小周跑过窑顶,在几个战士的配合下,扯着一根绳子下到窑院,然后贴着墙跟,抱着集束手榴弹冲到门外,拉响了手榴弹的导火索。轰的一声,窑门倒了下来。
“喊话!”赵富宾喊。韩二狗从石头后探出头来,对着窑院大声喊:“胡子,二孬,我是韩二狗,你们被包围了,快出来投降吧!解放军宽大俘虏!”
二孬焦急地望着胡子。胡子瞅了瞅身边,黑头受了重伤,在地上呻吟着,刘仙堂躲在窑后,两手里两把匕首,瞪着一双绝望的眼睛。只有二孬没有受伤,还有战斗力。几个人脸上都被火药熏得花瓜一般。
韩二狗继续喊话:“胡子,二孬,你们被包围了,快出来投降吧!解放军……”
“团长?”二孬喊了一声。胡子恶狠狠地看二孬一眼,猛地射出一串子弹。
“再给我打!”赵富宾喊。子弹、手榴弹一齐投向窑院。有手榴弹在窑内爆炸,里边传出惨叫声。窑内,现在只剩下两个活人了,一个是二孬,一个是刘仙堂。两人都挂了彩,满脸是血。“表哥,投降吧!”二孬大声说。刘仙堂绝望地看着二孬。“表哥,解放军优待俘虏,说不定还能再活几年。您姑都七十五了,天天盼我回家呢……”“他们会放过我们?”刘仙堂盯住二孬。“试试吧,不投降只有死了!投降或许能活!”二孬说过,大声地喊起来:“长官!二狗兄弟,我们投降!我们投降了……”
枪声骤停,窑院内外异常安静。轻风吹过窑顶,有树叶悠悠落下。
脱下破烂的白上衣,二孬把它挂上枪头,举着,慢慢走出窑门。阳光正好,二孬被光线晃得直眯眼睛。

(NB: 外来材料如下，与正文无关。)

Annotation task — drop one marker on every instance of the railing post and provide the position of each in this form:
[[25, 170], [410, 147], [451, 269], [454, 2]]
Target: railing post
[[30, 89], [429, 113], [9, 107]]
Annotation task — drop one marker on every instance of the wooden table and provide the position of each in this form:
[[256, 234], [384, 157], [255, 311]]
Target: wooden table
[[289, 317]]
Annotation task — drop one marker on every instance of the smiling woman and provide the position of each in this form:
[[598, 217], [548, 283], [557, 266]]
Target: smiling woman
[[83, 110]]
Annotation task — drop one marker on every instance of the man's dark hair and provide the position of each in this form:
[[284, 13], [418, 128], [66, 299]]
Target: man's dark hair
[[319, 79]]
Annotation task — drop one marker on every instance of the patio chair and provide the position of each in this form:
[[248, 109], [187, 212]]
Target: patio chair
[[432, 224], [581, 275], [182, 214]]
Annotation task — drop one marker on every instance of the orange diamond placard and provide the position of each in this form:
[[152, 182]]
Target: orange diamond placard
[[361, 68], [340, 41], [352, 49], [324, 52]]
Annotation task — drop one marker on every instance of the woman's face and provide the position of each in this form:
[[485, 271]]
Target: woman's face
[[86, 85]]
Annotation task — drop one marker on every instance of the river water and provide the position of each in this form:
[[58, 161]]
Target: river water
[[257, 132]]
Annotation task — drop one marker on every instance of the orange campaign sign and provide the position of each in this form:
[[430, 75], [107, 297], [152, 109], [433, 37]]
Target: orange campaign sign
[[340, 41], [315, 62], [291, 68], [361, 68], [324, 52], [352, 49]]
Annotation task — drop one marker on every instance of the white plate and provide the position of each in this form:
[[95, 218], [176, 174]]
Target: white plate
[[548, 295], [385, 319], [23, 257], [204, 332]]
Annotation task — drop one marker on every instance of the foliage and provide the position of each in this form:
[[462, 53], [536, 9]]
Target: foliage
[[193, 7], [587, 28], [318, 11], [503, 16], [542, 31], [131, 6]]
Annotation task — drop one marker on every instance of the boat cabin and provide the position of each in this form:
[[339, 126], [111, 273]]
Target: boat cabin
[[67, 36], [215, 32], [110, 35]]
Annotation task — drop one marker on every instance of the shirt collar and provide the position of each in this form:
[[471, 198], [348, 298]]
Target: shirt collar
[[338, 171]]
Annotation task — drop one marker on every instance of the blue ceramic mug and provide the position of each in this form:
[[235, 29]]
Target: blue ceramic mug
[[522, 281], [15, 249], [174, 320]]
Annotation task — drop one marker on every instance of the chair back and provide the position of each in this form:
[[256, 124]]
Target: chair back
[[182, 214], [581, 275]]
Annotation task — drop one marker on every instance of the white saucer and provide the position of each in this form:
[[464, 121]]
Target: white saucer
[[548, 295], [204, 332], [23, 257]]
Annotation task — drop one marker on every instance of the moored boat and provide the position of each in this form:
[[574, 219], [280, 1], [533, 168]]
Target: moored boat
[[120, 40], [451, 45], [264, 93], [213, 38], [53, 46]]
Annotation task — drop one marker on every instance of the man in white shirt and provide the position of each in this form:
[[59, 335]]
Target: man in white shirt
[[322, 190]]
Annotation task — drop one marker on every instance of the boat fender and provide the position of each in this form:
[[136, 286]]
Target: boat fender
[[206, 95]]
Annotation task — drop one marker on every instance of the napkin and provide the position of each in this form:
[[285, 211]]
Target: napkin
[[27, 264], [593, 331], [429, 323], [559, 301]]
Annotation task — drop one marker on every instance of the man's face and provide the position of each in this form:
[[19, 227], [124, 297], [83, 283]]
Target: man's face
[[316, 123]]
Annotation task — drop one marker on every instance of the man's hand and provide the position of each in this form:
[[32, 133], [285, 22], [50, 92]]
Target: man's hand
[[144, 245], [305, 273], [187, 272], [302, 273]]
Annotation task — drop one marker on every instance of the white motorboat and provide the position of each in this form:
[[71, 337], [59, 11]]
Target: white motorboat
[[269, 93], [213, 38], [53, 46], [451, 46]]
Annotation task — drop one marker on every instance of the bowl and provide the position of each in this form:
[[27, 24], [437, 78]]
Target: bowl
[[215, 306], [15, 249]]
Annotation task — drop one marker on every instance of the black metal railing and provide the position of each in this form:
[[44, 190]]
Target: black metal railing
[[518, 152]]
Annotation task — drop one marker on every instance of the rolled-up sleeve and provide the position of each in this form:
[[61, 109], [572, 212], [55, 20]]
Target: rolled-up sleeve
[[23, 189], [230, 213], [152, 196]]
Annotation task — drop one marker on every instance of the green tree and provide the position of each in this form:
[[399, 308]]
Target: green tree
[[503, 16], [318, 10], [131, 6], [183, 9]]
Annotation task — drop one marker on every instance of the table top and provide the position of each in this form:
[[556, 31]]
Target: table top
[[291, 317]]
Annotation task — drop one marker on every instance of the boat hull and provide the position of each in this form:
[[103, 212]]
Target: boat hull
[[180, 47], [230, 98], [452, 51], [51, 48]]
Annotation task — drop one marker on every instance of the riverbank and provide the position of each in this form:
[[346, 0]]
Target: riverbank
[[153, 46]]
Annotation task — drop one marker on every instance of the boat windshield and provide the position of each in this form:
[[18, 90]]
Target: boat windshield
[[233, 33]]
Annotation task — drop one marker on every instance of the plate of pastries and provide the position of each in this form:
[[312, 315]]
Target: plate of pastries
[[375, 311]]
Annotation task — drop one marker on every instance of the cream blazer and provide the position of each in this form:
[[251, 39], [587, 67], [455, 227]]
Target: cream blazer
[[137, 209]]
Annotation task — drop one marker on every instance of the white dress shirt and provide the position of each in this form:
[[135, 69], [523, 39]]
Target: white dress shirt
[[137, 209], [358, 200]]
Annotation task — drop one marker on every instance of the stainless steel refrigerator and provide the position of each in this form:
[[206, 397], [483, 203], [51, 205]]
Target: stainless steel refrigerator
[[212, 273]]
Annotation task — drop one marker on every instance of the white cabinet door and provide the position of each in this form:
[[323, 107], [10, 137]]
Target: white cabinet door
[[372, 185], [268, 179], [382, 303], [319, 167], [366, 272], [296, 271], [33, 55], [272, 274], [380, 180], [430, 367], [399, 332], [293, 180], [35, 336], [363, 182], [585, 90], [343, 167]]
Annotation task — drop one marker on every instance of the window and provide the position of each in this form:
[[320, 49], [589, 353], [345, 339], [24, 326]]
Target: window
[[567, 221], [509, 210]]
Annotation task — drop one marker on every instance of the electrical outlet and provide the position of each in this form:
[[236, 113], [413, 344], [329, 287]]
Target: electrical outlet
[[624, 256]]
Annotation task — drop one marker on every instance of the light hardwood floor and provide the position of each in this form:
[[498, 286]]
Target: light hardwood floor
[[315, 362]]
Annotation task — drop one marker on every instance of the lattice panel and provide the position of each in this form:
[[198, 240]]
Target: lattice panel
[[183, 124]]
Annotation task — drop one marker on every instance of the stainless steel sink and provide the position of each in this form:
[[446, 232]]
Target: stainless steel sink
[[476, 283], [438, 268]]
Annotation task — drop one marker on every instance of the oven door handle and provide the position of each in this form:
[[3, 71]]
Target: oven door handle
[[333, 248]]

刘仙堂跟到门外,看着光膀子举着衣服走进院内的二孬,猛地甩出了手中的匕首。“啊!”二孬痛叫一声,慢慢地扭过脸来,“表哥,你、你你真……”“二孬,咱弟兄俩一块儿上路吧!”说着,举起另一把匕首要自杀。机枪响了,刘仙堂倒在了窑洞门口。
“刘仙堂完蛋了——”
“土匪完蛋了——”
兴奋的欢呼声和欢庆的鞭炮声交织在一起,平乐镇迎来了又一个盛大节日。这是真正的解放!这是真正的欢庆!打跑了老蒋,荡平了匪患,盼望了多年的太平日子像连阴了很久之后的晨曦一样射出了明丽的第一缕阳光!
人们全跑到了街上。郭一方扮成一位老翁,郭济财扮做一个童子,载歌载舞,从家中跑出来。一川跟着叫喊:“二哥,二哥!”“给,给三叔!”郭济有拿一个大头面具跑出来,往一川头上一戴,一川得意忘形,跟着一方跑到街上。
踩高跷的,跑黑驴的,玩大头和尚的……平乐街上,到处都是欢庆的人潮。
郭济聪戴的大头面具是柳翠,恰和爹戴的形成一出《大头和尚戏柳翠》的喜剧。他和爹碰在了一起。一川不习惯,把面具举起来,看了看对方,又戴上。聪也不时地举起面具来看路。因为两人举面具看路的时间不一,两人都不知道对方是谁,只有相互乱撞着。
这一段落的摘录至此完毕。